El rey emérito y su tatarabuela

Fernando Salgado
Fernando Salgado LA QUILLA

OPINIÓN

24 may 2022 . Actualizado a las 05:00 h.

La tatarabuela, Isabel II, gozó en algún momento de su reinado del fervor popular. Lo dilapidó. La revolución de 1868 la destronó y la catapultó, junto a toda la familia real, su camarilla y sus amantes, al exilio. El marqués de Alcañices, mentor del príncipe Alfonso, le señaló el responsable de sus «tristes destinos»: «Vuestra majestad ha echado el trono por la ventana». El tataranieto, Juan Carlos, tuvo más respaldo que ningún otro Borbón en la historia. Franquistas reconvertidos y demócratas con pedigrí, comunistas y nacionalistas, derechas e izquierdas, sellaron un pacto constitucional que incluía, como piedra angular, la monarquía parlamentaria. Muchos republicanos, para justificar la cesión, se declararon «juancarlistas», que no monárquicos. Todo ese caudal de confianza lo derrochó el rey en cacerías de elefantes, camas de amantes, trasiego de maletines, cuentas suizas y paraísos fiscales.

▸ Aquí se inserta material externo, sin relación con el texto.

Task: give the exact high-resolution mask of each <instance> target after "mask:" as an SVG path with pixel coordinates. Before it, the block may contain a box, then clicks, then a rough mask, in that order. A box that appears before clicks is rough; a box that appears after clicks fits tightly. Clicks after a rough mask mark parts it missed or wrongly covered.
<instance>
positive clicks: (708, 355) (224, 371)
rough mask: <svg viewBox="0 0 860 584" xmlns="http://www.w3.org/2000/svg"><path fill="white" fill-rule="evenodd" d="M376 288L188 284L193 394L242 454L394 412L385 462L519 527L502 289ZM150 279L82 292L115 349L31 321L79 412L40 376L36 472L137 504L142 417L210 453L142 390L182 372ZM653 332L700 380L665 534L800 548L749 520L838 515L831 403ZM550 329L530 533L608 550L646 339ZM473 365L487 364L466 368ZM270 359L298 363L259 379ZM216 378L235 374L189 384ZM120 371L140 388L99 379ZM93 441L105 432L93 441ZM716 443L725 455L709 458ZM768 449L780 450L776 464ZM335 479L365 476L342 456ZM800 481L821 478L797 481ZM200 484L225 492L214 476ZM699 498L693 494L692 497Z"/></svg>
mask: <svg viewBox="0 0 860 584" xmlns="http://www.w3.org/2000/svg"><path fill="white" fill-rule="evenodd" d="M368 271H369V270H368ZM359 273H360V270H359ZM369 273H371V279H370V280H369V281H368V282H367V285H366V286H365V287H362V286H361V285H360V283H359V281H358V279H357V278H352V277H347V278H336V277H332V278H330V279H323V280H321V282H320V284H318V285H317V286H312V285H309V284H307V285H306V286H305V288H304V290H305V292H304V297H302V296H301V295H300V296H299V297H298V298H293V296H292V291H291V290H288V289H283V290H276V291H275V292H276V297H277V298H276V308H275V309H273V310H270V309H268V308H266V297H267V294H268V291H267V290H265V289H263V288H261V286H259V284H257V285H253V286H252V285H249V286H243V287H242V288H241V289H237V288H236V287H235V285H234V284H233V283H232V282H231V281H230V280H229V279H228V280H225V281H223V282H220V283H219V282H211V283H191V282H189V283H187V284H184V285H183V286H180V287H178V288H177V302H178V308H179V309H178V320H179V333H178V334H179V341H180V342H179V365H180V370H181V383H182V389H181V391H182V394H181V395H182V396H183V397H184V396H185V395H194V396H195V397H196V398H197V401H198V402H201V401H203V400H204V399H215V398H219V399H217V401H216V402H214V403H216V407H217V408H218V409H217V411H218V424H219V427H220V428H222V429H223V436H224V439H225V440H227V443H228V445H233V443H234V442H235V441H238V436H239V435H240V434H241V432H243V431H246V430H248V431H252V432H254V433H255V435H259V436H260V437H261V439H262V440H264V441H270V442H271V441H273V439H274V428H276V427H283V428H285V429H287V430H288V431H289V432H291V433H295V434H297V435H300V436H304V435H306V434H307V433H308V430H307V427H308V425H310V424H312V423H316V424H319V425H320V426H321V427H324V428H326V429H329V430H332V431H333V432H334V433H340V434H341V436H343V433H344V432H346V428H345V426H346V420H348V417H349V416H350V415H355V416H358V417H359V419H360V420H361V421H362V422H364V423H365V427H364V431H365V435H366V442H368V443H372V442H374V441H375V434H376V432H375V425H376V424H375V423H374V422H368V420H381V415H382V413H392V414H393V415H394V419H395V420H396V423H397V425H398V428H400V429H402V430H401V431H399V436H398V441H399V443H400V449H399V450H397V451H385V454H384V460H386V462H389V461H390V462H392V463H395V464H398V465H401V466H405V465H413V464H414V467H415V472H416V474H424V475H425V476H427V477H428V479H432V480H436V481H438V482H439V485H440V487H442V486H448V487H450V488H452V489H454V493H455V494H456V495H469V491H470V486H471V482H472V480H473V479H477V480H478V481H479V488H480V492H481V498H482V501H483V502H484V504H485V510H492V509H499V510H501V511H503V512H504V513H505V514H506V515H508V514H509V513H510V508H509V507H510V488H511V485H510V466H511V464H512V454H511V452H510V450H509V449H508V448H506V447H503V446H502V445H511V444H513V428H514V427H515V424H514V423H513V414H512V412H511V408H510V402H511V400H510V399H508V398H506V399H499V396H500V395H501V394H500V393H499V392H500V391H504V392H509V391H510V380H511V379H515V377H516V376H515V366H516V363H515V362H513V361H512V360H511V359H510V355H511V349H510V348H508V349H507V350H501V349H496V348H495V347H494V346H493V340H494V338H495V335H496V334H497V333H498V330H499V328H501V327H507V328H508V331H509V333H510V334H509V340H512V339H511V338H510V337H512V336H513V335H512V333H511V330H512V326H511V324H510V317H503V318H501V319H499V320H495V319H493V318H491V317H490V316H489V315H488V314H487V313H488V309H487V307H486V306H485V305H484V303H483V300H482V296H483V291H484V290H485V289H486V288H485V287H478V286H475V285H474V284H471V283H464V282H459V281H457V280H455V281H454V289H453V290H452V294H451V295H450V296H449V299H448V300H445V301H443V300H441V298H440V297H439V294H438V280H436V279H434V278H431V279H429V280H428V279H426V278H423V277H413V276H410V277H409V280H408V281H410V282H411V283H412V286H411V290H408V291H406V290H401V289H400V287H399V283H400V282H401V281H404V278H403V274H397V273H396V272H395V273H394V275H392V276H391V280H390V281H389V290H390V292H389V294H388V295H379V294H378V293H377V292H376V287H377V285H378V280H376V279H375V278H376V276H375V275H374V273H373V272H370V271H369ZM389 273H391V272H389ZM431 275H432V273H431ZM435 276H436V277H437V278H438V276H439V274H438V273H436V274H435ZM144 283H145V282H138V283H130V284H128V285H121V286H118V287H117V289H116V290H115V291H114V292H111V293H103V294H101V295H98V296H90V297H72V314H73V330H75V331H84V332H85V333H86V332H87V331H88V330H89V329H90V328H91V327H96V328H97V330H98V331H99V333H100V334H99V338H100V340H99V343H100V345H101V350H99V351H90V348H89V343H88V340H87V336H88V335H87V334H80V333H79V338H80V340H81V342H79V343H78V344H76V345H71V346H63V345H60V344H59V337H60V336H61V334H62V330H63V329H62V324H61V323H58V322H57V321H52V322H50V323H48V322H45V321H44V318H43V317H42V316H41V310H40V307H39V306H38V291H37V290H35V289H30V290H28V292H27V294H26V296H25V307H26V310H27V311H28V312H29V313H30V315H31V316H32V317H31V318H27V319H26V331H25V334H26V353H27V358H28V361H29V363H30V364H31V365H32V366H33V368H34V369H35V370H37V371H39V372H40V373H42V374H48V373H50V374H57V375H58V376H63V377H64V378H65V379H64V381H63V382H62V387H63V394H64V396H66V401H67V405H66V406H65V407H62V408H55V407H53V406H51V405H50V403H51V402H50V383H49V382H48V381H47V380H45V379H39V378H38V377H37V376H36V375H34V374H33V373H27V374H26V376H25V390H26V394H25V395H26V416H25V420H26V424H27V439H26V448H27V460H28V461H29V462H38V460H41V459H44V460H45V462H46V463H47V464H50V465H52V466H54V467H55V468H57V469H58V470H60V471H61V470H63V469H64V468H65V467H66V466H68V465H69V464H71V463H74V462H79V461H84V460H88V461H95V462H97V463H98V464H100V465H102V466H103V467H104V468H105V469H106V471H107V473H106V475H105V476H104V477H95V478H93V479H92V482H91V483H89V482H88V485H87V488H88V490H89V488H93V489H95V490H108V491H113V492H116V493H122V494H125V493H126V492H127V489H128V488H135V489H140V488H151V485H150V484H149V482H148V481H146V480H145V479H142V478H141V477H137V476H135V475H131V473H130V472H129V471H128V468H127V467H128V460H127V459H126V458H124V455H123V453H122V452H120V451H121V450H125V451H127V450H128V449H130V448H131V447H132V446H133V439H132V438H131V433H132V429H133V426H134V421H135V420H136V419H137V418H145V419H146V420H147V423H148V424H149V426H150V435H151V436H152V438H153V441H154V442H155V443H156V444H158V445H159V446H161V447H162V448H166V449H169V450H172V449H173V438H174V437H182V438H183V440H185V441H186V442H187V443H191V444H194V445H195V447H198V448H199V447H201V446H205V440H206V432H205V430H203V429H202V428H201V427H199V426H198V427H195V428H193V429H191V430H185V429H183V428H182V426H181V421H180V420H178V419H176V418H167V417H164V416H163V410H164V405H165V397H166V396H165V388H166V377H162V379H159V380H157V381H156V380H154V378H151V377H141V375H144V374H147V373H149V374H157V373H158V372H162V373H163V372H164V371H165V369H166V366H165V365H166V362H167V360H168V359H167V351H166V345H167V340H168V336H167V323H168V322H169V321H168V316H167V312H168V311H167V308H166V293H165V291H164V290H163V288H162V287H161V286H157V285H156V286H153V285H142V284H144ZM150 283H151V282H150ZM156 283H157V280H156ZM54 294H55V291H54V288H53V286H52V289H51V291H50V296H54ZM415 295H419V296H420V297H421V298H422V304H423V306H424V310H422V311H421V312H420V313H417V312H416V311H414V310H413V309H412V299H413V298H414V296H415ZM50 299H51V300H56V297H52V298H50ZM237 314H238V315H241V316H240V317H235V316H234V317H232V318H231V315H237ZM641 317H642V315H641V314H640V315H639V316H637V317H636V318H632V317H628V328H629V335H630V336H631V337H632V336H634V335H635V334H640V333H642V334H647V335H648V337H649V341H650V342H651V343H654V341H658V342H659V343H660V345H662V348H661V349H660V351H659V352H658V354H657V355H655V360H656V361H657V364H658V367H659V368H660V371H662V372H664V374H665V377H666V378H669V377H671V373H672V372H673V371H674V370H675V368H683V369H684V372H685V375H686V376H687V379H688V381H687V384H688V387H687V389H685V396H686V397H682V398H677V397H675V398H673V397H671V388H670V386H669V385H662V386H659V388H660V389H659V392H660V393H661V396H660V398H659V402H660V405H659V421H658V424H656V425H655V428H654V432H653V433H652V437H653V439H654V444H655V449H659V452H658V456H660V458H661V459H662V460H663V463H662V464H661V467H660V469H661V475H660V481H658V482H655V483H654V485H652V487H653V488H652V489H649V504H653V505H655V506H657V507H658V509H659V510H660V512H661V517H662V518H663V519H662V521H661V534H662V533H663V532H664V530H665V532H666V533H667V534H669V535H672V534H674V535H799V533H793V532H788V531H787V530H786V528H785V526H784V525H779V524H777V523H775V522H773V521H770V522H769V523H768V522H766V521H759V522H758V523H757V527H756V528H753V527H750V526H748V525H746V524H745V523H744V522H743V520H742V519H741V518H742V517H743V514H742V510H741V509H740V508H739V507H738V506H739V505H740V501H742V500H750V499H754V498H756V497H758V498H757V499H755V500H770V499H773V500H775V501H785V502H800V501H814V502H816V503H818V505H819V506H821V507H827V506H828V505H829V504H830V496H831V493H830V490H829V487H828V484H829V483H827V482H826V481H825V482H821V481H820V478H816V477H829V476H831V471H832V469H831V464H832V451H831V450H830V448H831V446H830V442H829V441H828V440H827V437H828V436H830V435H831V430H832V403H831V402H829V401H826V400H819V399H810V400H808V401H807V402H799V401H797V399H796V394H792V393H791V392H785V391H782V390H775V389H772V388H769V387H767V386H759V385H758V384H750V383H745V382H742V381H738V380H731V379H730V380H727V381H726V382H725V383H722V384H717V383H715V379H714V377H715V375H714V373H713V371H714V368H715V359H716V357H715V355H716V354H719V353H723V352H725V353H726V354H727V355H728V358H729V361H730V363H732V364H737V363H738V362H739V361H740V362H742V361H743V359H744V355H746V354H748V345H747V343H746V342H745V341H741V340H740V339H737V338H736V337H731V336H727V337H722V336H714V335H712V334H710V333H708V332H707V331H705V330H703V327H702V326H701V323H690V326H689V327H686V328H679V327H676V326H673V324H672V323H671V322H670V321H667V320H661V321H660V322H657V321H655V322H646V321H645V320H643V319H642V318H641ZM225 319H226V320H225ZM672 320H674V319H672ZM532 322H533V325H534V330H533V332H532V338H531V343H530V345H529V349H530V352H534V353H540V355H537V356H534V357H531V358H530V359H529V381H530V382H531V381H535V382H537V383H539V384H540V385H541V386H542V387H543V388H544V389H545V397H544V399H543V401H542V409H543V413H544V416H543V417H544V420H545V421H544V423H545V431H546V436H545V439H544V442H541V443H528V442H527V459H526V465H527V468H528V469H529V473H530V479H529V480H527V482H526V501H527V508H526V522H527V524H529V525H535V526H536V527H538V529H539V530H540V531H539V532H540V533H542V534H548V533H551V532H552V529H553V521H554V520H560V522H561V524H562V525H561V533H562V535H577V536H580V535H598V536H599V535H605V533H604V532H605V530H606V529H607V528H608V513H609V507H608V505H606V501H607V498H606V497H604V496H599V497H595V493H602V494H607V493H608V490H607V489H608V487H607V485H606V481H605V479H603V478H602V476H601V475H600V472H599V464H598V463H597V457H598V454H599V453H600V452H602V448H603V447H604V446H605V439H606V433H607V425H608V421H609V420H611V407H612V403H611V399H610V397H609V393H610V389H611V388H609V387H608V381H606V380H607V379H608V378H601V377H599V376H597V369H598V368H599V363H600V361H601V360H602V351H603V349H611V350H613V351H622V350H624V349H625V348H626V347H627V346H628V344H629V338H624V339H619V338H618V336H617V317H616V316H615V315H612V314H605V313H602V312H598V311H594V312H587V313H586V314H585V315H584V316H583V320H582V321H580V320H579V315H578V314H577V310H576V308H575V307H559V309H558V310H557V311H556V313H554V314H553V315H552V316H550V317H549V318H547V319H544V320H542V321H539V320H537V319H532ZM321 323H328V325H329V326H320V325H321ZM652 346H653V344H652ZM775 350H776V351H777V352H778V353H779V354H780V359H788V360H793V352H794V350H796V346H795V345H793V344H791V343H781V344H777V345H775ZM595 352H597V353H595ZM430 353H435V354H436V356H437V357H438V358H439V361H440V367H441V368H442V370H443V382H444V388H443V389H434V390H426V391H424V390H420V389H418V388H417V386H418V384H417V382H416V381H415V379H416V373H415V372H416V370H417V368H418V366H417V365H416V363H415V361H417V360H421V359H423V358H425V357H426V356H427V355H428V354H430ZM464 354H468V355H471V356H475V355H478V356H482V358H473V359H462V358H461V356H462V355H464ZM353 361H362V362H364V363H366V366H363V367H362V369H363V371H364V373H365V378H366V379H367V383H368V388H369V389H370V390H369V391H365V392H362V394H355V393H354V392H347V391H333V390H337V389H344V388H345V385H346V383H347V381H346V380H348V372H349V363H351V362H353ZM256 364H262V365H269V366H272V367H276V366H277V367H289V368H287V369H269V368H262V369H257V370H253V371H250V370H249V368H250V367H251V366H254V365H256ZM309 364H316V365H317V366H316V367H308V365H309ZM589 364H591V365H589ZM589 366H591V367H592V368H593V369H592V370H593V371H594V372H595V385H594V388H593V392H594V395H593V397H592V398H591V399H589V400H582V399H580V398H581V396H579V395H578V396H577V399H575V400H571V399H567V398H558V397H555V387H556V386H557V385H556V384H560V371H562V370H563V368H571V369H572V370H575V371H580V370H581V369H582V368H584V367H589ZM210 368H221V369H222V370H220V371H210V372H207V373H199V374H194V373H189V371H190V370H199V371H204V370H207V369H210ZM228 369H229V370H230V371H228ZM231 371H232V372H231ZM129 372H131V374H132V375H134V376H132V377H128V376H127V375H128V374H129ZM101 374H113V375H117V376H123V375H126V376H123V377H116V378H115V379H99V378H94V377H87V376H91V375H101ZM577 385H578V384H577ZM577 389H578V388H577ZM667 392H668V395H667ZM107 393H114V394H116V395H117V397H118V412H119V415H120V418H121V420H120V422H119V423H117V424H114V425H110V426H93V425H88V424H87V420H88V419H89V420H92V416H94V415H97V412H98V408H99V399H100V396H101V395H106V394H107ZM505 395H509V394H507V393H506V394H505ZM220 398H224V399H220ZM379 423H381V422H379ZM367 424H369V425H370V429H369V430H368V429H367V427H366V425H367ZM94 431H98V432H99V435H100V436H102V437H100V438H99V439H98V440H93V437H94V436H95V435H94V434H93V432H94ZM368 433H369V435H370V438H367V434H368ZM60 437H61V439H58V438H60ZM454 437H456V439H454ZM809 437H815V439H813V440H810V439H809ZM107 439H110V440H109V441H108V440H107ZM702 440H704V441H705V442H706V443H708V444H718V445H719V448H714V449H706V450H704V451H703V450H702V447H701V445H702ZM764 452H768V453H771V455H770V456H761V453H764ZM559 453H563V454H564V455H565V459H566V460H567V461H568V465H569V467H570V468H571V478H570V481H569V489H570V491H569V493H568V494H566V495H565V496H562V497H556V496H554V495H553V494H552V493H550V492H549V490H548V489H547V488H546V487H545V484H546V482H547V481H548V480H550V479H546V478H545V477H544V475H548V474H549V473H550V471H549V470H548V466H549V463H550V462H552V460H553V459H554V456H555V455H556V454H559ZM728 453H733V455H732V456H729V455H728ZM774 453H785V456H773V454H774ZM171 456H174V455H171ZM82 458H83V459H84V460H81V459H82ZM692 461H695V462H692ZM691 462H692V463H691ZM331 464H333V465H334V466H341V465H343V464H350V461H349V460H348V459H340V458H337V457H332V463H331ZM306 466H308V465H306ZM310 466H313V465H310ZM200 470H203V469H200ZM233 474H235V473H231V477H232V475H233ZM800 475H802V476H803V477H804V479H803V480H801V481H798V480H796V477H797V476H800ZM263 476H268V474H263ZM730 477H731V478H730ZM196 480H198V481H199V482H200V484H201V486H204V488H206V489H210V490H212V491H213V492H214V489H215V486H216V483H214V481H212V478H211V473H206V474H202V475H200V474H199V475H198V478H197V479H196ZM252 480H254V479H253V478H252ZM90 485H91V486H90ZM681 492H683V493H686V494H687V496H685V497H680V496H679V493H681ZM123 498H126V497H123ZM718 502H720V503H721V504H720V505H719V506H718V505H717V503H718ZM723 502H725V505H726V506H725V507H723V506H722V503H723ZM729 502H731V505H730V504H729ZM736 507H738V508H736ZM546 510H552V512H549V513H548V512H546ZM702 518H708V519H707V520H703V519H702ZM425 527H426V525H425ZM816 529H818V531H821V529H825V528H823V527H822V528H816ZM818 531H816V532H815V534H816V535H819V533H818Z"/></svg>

Tatarabuela y tataranieto pusieron en grave peligro la monarquía y la dinastía. Y al rescate acudieron personalidades ilustres y fuerzas poderosas, significativamente con idéntica fórmula: abdiquen sus majestades y abran paso a sus primogénitos. Cánovas del Castillo arrancó la abdicación a Isabel II en beneficio del príncipe Alfonso y le impuso la prohibición de volver a pisar España. Podían regresar los Borbones del exilio, todos menos una, porque «vuestra majestad no es una persona, es un reinado, es una época histórica». A su tataranieto lo obligaron a abdicar —sobre quienes ejercieron esta vez de Cánovas es otra historia— para salvar la monarquía. Hubo que improvisar y aprobar aceleradamente una ley orgánica —brevísima, de artículo único— para formalizar la abdicación y proclamar al sucesor antes de que se reabriese el recurrente debate de monarquía o república. A esas alturas, la monarquía solo se sustentaba en dos firmes pilares: el PP y el PSOE. El primero, por su fe monárquica. El segundo porque, en palabras de Rubalcaba, anteponía el «consenso constitucional» a las «hondas raíces republicanas» del partido fundado por Pablo Iglesias.

Ni la tatarabuela ni el tataranieto aceptaron pasar a un discreto plano detrás de sus respectivos hijos, Alfonso XII y Felipe VI. La reina Isabel II se arrepintió de haber abdicado, amagó con retractarse y, después de terca insistencia, consiguió volver. A Santander, en vez de Sanxenxo. Deambuló por España durante un año, pero ni siquiera como visitante fue aceptada en el palacio real. El rey emérito —título otorgado, como a los soldados de Roma, por los servicios prestados— se transformó también en rey incómodo. No porque carezca de comodidad en su autoexilio dorado de Abu Dabi, sino porque incomoda a la Casa Real que preside su hijo. Un moscardón molesto y exhibicionista que sobrevoló el mar de Sanxenxo y todavía no comprende qué hizo mal: «Explicaciones ¿de qué?». Isabel II regresó definitivamente a París en 1877 y allí murió en 1904. Su tataranieto promete volver y seguir dando guerra. Monárquicos y republicanos constitucionalistas deberían buscarse un antídoto contra sus picaduras.